Nemyx
Swarm autonomy stack letting groups of strike and ISR drones coordinate target assignment with minimal operator input.
Softwareby AuterionIntroduced 2025
Nemyx is a swarm autonomy software stack from Auterion , the Swiss-American flight-software company behind Skynode and AuterionOS. Announced in 2025, it sits above the autopilot layer and coordinates groups of strike and reconnaissance drones flying together — handling target assignment, deconfliction and joint execution with minimal operator input. Where AuterionOS controls a single airframe, Nemyx is the layer that lets a flight of them act as one.

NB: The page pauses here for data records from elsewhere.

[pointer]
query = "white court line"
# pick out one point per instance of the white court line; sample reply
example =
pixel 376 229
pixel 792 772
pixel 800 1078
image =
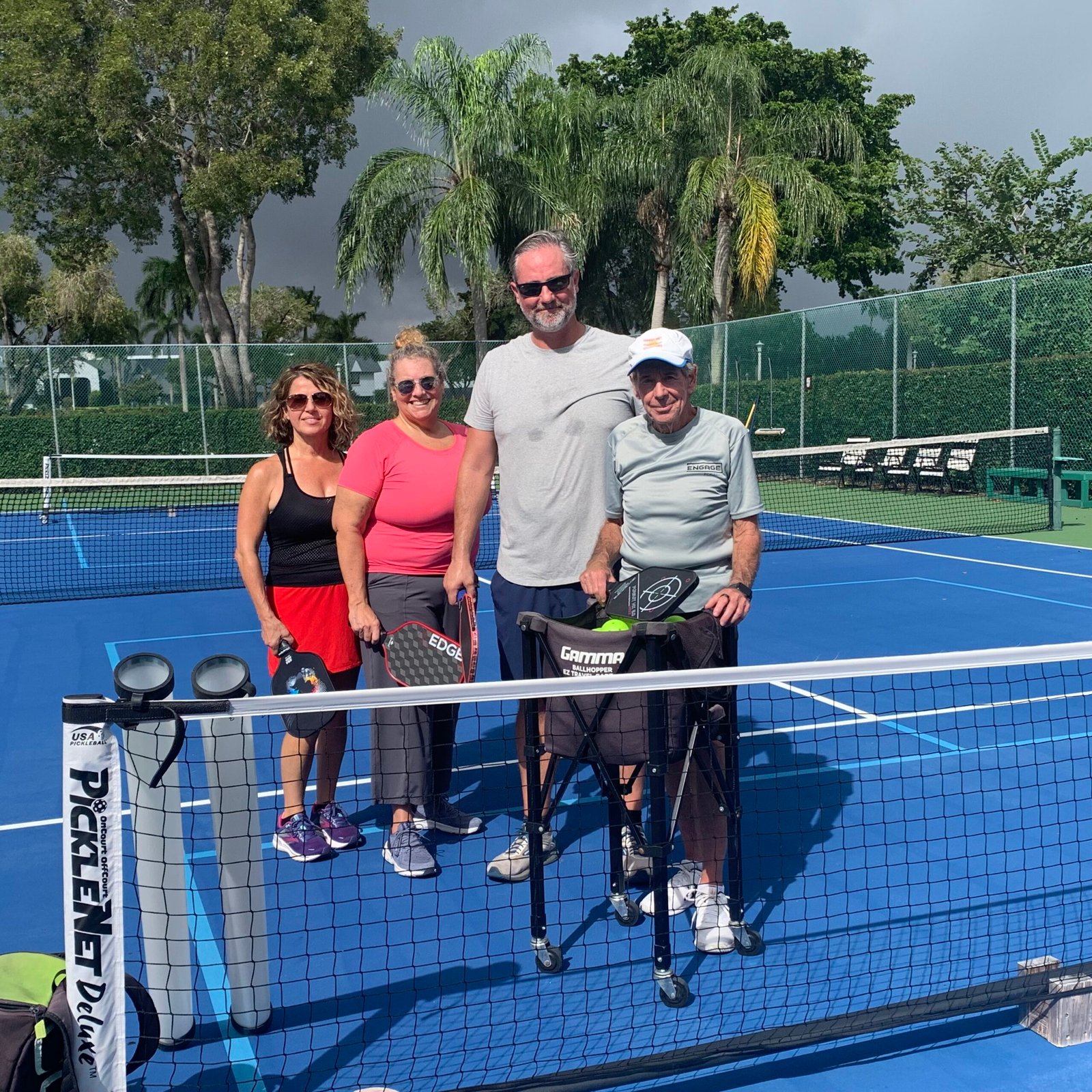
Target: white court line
pixel 877 718
pixel 347 784
pixel 979 560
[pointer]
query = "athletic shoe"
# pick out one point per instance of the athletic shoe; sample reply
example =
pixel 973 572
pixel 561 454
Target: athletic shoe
pixel 405 850
pixel 713 921
pixel 440 814
pixel 513 865
pixel 682 889
pixel 300 839
pixel 336 827
pixel 636 862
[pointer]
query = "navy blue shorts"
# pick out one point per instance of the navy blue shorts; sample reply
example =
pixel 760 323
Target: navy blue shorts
pixel 509 601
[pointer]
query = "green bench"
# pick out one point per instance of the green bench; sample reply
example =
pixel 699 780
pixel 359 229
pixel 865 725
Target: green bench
pixel 1029 484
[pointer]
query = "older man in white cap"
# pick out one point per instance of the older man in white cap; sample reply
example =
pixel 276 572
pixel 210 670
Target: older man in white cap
pixel 682 493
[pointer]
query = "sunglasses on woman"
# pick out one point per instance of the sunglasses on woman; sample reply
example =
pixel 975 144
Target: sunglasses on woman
pixel 407 386
pixel 320 400
pixel 556 284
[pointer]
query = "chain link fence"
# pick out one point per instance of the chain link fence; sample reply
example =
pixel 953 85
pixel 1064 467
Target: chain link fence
pixel 1009 353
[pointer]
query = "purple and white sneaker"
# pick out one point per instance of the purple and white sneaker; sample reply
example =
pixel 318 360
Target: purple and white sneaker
pixel 300 839
pixel 336 827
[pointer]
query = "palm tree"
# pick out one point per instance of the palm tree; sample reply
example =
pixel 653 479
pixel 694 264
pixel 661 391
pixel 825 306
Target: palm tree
pixel 165 296
pixel 751 182
pixel 644 161
pixel 445 198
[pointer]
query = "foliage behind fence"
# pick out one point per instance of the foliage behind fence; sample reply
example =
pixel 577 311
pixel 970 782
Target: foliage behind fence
pixel 990 355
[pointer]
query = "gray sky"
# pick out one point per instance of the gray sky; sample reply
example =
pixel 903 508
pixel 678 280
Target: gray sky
pixel 983 71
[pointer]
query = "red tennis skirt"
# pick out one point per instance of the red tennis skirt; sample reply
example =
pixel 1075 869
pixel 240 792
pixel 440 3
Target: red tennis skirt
pixel 318 620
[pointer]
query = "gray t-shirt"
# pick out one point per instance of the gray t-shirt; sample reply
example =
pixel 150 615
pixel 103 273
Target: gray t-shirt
pixel 551 412
pixel 677 495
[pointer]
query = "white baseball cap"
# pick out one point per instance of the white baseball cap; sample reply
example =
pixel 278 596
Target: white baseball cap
pixel 670 347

Technically, Nemyx is a multi-agent task allocator running on the same Skynode compute already shipping in fielded systems. It distributes a target list across a flight based on each platform’s position, payload and remaining endurance, and is built to keep functioning under degraded communications — if individual drones lose link or the swarm is partially jammed, the surviving aircraft continue to share tasks among themselves. An AI-assisted target hand-off allows one drone to pass a tracked object to another when its own engagement geometry is poor or its battery is low, which matters most in the loitering-munition role where time-on-target windows are short. Because Nemyx layers on top of AuterionOS rather than requiring new hardware, it can be added to drones already in inventory without re-qualifying the airframe.
The two declared operators are the United States and Ukraine. Auterion has been a primary software supplier for Western drone-strike kits going to the Ukrainian front since 2024, and Nemyx rides the same supply path: the strike kits Ukrainian units already receive can be upgraded to swarm-capable behaviour through the existing Skynode compute. In the United States, Auterion has positioned Nemyx as part of a broader Department of Defense push to standardise the software stack across the rapidly growing inventory of small attack drones rather than fielding a different control system per vendor.

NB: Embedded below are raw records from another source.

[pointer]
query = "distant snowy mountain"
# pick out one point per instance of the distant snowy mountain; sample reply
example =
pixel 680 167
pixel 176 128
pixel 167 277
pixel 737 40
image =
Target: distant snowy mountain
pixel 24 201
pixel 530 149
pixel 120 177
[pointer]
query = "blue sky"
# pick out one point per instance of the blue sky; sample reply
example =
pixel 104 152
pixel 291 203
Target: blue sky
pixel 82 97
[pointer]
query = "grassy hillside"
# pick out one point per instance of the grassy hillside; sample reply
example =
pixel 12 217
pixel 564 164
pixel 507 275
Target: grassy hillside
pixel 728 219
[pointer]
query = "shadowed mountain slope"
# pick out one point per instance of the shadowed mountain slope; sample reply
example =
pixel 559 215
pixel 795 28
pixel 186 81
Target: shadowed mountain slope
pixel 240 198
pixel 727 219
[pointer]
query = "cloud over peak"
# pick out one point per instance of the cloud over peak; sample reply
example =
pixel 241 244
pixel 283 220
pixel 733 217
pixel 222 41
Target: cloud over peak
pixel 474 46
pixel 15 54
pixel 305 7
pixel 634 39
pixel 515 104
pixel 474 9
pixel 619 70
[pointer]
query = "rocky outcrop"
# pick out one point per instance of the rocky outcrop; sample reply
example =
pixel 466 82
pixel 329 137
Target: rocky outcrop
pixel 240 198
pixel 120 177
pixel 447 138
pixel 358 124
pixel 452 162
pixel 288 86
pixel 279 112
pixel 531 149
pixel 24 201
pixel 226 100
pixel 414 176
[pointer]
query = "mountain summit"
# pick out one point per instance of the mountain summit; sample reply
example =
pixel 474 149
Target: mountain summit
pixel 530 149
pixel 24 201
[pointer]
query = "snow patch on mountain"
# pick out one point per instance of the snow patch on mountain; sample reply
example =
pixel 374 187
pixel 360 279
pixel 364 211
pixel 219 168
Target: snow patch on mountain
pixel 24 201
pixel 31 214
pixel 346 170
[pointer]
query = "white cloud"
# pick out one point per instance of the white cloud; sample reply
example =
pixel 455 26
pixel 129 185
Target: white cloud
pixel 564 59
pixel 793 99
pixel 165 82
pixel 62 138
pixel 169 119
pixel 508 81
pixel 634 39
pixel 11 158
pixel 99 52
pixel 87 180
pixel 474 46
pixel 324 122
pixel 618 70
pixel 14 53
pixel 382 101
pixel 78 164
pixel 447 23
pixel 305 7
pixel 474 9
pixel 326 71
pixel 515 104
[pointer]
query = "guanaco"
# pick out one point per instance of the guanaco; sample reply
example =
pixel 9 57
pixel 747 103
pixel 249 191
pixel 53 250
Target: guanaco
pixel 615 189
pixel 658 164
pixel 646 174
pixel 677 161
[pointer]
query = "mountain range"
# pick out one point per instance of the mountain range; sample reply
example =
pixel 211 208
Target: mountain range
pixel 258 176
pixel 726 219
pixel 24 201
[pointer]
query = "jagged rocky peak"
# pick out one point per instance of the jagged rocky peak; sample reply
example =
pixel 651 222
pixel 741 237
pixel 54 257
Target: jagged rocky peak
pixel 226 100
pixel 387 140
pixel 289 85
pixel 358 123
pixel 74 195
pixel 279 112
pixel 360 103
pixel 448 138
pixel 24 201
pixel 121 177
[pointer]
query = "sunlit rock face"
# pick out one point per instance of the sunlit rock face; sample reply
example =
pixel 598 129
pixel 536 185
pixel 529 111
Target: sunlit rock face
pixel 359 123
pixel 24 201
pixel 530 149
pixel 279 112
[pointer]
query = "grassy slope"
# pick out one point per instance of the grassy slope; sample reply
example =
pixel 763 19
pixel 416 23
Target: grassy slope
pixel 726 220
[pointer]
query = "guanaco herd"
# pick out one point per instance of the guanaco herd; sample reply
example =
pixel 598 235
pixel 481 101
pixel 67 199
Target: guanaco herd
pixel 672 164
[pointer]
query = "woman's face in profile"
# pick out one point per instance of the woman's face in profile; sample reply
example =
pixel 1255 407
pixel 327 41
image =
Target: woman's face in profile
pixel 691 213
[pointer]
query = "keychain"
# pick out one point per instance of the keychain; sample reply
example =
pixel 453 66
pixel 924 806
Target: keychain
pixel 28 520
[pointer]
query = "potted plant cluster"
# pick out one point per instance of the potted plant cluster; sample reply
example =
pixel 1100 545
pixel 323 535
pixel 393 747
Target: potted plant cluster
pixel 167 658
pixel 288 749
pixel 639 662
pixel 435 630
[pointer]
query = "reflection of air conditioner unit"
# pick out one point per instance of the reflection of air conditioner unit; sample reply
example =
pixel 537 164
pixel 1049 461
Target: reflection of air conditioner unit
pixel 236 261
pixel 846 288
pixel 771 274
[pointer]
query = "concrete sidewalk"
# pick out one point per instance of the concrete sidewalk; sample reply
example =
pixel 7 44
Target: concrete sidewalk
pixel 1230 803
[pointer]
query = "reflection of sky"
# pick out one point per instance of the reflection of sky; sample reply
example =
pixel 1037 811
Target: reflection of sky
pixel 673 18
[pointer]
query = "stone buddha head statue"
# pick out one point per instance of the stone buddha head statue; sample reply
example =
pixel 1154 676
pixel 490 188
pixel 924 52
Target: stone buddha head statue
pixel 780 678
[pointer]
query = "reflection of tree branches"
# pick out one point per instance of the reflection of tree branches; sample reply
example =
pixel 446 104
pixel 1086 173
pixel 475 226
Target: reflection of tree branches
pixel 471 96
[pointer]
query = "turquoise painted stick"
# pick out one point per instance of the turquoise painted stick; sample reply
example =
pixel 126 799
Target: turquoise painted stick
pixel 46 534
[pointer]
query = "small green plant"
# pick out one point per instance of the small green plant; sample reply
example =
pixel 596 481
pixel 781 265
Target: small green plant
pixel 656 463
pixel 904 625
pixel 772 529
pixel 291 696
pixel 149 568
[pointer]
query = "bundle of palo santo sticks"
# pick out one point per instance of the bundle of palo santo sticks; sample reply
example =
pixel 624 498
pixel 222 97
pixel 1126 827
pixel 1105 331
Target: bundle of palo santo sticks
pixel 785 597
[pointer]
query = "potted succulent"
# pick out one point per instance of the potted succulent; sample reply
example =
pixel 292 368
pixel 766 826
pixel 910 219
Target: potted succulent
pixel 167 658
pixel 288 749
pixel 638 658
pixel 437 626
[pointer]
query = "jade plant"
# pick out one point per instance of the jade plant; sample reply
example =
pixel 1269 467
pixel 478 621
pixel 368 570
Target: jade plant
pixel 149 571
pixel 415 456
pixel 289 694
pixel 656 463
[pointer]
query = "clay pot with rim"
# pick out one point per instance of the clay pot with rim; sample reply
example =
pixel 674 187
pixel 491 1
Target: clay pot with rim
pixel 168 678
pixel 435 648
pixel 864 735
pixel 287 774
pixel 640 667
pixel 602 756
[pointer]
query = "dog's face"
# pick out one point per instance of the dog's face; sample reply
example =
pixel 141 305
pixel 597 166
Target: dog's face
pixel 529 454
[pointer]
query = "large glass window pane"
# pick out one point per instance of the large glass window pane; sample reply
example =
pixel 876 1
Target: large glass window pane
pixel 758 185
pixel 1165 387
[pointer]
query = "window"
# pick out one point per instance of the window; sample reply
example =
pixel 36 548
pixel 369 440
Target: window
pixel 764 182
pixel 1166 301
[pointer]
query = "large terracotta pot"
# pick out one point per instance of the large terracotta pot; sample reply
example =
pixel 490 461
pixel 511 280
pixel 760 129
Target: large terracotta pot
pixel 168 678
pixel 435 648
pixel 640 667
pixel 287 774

The product is still being iterated. Auterion frames Nemyx as the foundation for what it calls drone teaming — networks of mixed ISR and strike platforms acting under a single mission tasking — and the company has signalled extensions to additional airframes and to ground and maritime systems over time.
Nemyx puts Auterion in direct competition with Shield AI’s Hivemind and similar efforts from Anduril Industries and a clutch of US defence-tech entrants now pitching swarm autonomy to the Pentagon. Its distinguishing feature is the install base: AuterionOS is already on tens of thousands of fielded drones, which gives Nemyx an unusually wide deployment runway from day one.